Perry dropped out of the race earlier this month, but Bush and Lindsey Graham can still be found around the hotel when they're in town for their frequent New Hampshire campaign stops. Graham is fond of the Patio, the hotel's outdoor restaurant overlooking Fisher Cat Stadium. Cold weather comes early to New Hampshire, so he's now transitioned indoors to the hotel bar, where he unwinds with a Riesling or Bailey's Irish Cream.
Bush watched a New England Patriots game at the bar a couple of weeks ago after a town hall in Salem, where he told the crowd he needed to grab "a brewski." But as a TV screen above the bar showed Tom Brady's four touchdowns, Bush sipped three Glenlivet scotches while he sat the bar with a handful of staffers.
One bartender said of the Bush crew, "They are all quite nice to us and grateful for our service."
"I'm not a huge fan of the Bushes, but he seems like a great guy and he knows what he's talking about," another server said of her interactions with the former Florida governor.
The hotel staffers operate with discretion, declining to go on the record about hotel guests, but make no mistake - not every candidate falls into the "great guy" category.
"We had one candidate who was very demanding on us about doing his laundry every day. Very," said Edwards. "We've had a few that have had some infidelities that we've seen and had to keep quiet."
New Hampshire can be a make-or-break state for presidential candidates. Those who stake their political future will essentially move in, living there for months until election day. That's what Jon Huntsman did in 2012, making Manchester HGI the family homestead for the final months before the primary.
"Sometimes we would stay in the lobby until well after midnight with our staff, and other campaign staff members, watching the news of the day that played over the bar," said Abby Huntsman, one of the candidate's daughters. "It was like one big nerdy political party every night."
Even though Jon Huntsman didn't exactly win over New Hampshire, his family clearly won the HGI staff's vote.
"They left us all of the reading material their kids read and signed all the books for all the children who stay in the hotel," Edwards told CBS News.

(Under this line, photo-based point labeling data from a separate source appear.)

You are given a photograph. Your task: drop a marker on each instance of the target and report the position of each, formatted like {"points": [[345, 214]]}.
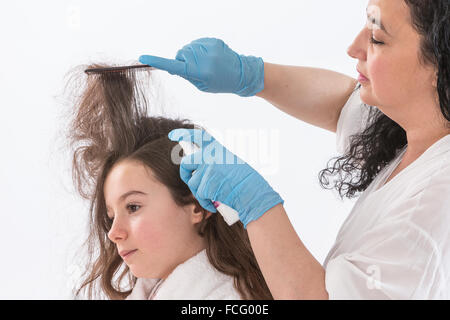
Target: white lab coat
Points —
{"points": [[395, 243], [195, 279]]}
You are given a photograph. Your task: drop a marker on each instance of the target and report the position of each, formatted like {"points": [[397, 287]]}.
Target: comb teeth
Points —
{"points": [[116, 69]]}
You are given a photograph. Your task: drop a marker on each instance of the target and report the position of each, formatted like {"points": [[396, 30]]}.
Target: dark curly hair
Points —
{"points": [[371, 150]]}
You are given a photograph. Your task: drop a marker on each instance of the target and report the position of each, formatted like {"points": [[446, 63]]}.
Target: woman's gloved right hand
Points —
{"points": [[211, 66]]}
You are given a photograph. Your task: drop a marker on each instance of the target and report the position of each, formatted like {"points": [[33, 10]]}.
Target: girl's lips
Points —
{"points": [[127, 254], [362, 78]]}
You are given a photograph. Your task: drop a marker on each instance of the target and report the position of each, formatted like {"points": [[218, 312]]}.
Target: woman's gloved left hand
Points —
{"points": [[222, 176]]}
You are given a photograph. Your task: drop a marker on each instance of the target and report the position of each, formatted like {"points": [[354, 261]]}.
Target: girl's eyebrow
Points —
{"points": [[129, 193], [381, 25]]}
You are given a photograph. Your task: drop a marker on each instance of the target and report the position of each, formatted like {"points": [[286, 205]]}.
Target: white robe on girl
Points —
{"points": [[195, 279]]}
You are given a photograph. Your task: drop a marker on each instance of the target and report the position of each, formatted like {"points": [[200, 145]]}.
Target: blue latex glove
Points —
{"points": [[222, 176], [211, 66]]}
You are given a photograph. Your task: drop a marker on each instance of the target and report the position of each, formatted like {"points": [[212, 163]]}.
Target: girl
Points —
{"points": [[144, 218]]}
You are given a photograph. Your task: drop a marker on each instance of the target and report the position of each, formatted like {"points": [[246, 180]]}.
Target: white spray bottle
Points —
{"points": [[230, 215]]}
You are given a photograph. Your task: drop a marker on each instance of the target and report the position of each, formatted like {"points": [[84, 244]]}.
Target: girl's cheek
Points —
{"points": [[149, 233]]}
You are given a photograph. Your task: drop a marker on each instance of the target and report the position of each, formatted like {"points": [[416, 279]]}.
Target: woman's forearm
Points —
{"points": [[290, 270], [313, 95]]}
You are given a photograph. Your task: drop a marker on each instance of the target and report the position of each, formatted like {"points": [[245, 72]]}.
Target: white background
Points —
{"points": [[43, 220]]}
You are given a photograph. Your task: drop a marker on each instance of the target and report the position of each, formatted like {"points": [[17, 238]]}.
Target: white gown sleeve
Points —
{"points": [[352, 120], [397, 259]]}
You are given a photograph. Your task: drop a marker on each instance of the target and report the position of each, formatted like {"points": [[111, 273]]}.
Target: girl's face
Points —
{"points": [[398, 84], [147, 219]]}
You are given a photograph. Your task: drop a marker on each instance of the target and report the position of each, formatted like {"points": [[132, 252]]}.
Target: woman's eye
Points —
{"points": [[132, 207], [375, 41]]}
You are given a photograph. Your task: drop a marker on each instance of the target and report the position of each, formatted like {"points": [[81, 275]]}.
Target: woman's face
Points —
{"points": [[147, 219], [398, 84]]}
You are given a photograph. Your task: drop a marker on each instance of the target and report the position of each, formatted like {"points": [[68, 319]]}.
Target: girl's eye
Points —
{"points": [[375, 41], [132, 207]]}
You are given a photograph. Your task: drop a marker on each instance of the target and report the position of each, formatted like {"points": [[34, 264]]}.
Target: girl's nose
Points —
{"points": [[358, 49]]}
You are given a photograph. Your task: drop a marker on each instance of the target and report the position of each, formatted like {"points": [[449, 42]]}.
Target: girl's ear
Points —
{"points": [[196, 211]]}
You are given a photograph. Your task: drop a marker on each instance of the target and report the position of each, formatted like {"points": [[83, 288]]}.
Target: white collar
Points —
{"points": [[194, 279]]}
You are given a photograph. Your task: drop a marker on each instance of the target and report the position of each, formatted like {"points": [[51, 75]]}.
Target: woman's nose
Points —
{"points": [[358, 49]]}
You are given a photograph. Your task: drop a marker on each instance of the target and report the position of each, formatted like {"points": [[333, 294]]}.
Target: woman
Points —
{"points": [[393, 130], [144, 219]]}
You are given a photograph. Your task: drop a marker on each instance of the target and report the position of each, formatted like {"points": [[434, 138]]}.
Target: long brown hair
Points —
{"points": [[382, 139], [110, 123]]}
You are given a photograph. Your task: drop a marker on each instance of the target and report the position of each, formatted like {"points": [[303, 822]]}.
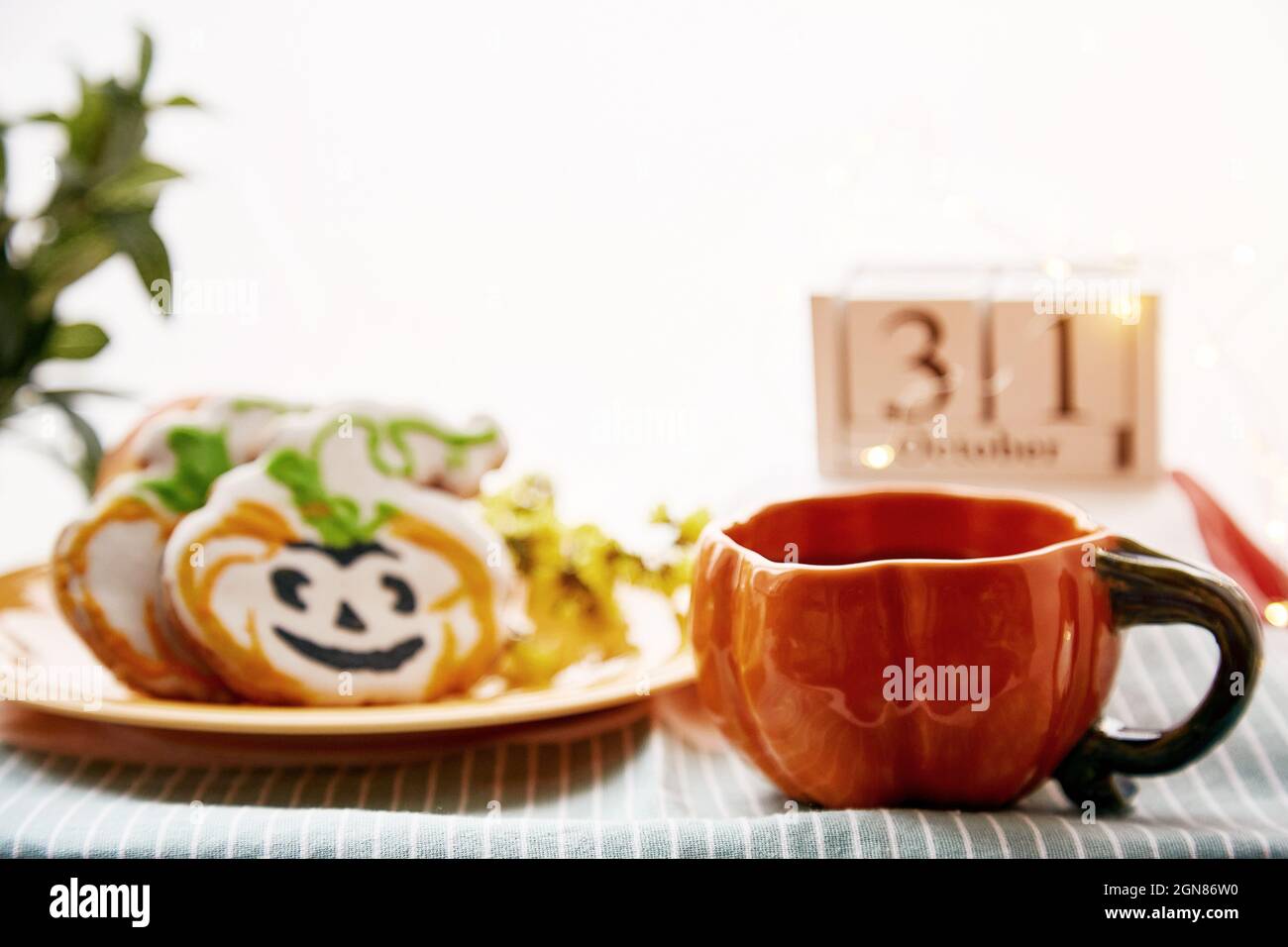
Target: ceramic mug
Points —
{"points": [[945, 647]]}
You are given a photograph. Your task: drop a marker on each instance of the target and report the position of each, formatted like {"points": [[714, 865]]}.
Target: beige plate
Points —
{"points": [[38, 647]]}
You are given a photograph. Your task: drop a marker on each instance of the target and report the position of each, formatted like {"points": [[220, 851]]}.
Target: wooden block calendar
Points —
{"points": [[964, 386]]}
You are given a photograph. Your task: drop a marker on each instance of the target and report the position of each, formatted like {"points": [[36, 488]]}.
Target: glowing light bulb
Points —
{"points": [[877, 457]]}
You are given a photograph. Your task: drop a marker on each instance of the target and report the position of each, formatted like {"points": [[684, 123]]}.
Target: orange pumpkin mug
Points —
{"points": [[945, 647]]}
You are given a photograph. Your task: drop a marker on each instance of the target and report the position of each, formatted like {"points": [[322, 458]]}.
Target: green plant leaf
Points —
{"points": [[145, 248], [137, 187], [71, 256], [145, 59], [91, 450], [75, 341]]}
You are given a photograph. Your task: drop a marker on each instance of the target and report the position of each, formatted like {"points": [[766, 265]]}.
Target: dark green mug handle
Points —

The 125-room hotel, owned by developer David Roedel, is about half the size of the Radisson. But it anchors the redeveloped downtown Manchester and is convenient for the contenders.
During the 2008 primary season Clinton and Obama both seemed to like staying there. On some occasions the hotel put them on separate floors when their visits overlapped. It became the site of some memorable anecdotes for the upstart Obama campaign.
Then-Sen. Obama's 2008 New Hampshire Political Director Mike Cuzzi even recalls the very room where he mapped out the state's announcement tour, along with his wife, Heather, who was in charge of scheduling and operations for the New Hampshire campaign.
"Room 108 is quite literally where myself, Heather , and the state director literally interviewed campaign staffers," Cuzzi said. "We joked that for the true Obama New Hampshire originals, that we should have t-shirts made up that said nothing but 'Room 108' on the back. It really was the beginning of the beginning."
When Reid Cherlin, Obama's New Hampshire press secretary, landed his Manchester gig, the state director instructed him to "just check in at the Hilton Garden Inn in Manchester." So he unpacked and made himself at home, not realizing that the room had actually been reserved for Obama's makeshift campaign office - not for his sleeping quarters. Rather than disturb him, though, the rest of the campaign staff just waited in the lobby until he woke up.
"We arranged a whole announcement visit from the lobby and business center of the hotel," Cherlin remembers. "And I did sleep in that room every night that week."
In the end, though, there are likely few of that earlier generation who miss the Wayfarer much. Schieffer unsentimentally observed, "The Hilton Garden Inn smells a lot better than the Wayfarer. And I'm willing to let that part of the tradition go."